No Santander, o atraso nos pagamentos acima de 90 dias para os empréstimos imobiliários a pessoas físicas gira em torno de 1%, um patamar estável e saudável. "Comparando com outras opções de crédito, é de longe o melhor índice", ressaltou o Diretor de Negócios imobiliários do Santander, Paulo Duailibi.
No entanto, é possível notar que os mutuários estão com mais dificuldade de manter os pagamentos em dia. "Notamos aumento da inadimplência na faixa de 15 a 90 dias", apontou Duailibi. Na sua visão, as famílias estão atrasando a parcela do financiamento da casa própria para socorrer alguma outra dívida mais cara com vencimento no mesmo período. Depois disso, voltam a pagar o crédito imobiliário.
"Os clientes se comportam. Eles estão se auto dando um fôlego, mas não vão acima de 90 dias", afirmou, lembrando que, depois disso, o banco pode iniciar o processo de execução da dívida (tomada do imóvel como forma de pagamento). "Esse processo é eficiente".
O diretor de crédito imobiliário do Bradesco, Romero Albuquerque, disse que também tem visto esse esforço dos mutuários para dar conta de diferentes boletos, eventualmente causando atrasos na parcela da casa própria, mas sem extrapolar. Segundo ele, a prioridade é pagar o crédito imobiliário para não sofrer o risco de execução. "Ele paga o boleto bancário e atrasa um pouco mais outras linhas", comentou.
O diretor do Santander acrescentou que a inadimplência dos incorporadores que tomaram financiamento para a construção também está controlada.
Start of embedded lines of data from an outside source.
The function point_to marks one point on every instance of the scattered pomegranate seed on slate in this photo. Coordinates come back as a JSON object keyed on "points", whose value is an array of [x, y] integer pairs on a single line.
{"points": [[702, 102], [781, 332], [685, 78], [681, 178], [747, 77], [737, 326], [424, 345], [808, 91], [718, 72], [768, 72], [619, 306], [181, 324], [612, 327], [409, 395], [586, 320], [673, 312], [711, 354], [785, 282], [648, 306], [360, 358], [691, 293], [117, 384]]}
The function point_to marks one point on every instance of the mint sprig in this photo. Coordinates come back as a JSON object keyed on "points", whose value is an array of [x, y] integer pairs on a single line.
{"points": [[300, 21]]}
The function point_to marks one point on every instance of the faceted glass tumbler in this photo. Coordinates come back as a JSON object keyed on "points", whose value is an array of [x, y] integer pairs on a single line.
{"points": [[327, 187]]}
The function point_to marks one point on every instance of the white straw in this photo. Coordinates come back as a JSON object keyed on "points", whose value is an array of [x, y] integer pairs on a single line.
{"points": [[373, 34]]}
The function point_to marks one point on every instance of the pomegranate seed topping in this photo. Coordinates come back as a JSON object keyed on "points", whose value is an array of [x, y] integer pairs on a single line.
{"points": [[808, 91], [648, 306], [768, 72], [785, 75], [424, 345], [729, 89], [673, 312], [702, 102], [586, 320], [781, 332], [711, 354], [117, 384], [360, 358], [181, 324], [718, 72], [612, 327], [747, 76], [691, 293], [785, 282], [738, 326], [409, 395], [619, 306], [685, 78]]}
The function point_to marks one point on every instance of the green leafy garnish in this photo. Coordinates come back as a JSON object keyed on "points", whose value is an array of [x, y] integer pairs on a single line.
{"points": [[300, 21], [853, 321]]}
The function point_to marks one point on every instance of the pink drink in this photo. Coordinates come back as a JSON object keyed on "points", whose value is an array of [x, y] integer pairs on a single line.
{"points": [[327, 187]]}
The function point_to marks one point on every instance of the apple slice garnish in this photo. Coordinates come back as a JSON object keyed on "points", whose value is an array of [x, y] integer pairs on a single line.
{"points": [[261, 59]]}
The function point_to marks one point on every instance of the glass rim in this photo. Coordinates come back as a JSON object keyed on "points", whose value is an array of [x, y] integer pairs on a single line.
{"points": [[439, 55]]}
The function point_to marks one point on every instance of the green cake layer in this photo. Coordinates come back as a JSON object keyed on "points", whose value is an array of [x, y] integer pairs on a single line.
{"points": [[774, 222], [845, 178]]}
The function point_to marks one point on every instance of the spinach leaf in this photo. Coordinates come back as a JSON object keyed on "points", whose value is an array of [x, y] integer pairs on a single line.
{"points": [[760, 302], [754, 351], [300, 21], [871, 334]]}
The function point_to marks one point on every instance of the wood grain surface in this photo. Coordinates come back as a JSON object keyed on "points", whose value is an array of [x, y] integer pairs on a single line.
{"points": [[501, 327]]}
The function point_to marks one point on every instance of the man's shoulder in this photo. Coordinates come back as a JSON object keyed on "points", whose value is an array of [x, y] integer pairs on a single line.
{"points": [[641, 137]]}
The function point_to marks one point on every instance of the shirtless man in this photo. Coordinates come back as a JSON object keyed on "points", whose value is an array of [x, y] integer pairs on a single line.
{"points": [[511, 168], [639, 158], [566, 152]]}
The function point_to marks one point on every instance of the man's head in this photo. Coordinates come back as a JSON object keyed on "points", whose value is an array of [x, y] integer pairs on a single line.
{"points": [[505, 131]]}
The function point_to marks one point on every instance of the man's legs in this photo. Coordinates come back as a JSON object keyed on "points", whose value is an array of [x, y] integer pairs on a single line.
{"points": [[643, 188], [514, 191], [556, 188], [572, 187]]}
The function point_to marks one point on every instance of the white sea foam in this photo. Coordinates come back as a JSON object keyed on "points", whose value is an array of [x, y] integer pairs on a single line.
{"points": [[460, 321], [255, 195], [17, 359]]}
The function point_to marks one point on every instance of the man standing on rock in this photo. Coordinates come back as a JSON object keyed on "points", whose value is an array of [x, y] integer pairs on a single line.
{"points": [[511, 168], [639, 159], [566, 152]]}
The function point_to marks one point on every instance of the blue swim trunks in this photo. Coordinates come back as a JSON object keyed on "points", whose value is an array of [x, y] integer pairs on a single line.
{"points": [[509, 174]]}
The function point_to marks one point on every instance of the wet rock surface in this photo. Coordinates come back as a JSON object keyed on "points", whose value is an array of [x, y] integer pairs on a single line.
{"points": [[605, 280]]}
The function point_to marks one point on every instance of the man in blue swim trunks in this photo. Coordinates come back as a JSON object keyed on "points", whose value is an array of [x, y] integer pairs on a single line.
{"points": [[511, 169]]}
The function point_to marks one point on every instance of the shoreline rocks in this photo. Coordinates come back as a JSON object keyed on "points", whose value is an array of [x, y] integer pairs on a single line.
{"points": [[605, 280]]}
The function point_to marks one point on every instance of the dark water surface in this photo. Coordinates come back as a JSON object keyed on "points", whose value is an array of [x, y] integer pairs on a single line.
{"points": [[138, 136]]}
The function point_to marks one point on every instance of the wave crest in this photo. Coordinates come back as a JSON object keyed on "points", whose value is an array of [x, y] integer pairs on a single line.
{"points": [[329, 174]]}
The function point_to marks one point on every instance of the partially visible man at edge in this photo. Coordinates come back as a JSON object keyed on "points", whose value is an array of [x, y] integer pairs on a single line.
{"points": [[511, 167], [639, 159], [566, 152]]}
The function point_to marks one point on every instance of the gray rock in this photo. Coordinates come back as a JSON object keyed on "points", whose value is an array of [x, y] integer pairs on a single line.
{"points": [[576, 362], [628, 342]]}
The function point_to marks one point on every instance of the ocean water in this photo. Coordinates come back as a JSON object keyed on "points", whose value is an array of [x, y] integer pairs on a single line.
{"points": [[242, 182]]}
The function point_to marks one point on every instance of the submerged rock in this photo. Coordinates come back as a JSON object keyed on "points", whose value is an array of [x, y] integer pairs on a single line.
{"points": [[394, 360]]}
Apesar do juro alto e da subida do preço dos imóveis, as empresas têm conseguido repassar os clientes para os bancos.
"Os incorporadores estão preocupados em prover aos clientes alternativas para que se adaptem ao fluxo de pagamento como alternativa ao distrato. Todo mundo se preocupa em não chegar ao distrato", frisou. "Apesar do juro elevado, tanto PF quanto PJ não trazem preocupação. Precisamos tomar cuidado na concessão, mas são carteiras saudáveis", avaliou Duailibi.
Já Albuquerque, do Bradesco, chegou a apontar que os distratos estão um pouco mais altos, dado o volume elevado de entregas de empreendimentos pelos incorporadores neste ano. Isso, porém, não configura uma crise sistêmica.
"O distrato tem aumentado? Tem. Chama atenção? Não", sintetizou, lembrando que a lei dos distratos têm funcionado bem. "Não temos visto inadimplência ou distrato que nos chame atenção. Seguimos monitorando, claro. Tem projetos e projetos. Mas no geral o mercado vai bem", afirmou, lembrando que o banco prioriza financiar o consumidor que comprou imóvel na planta (da mesma construtora financiada pelo banco) em vez do clientes que buscam comprar imóveis usados.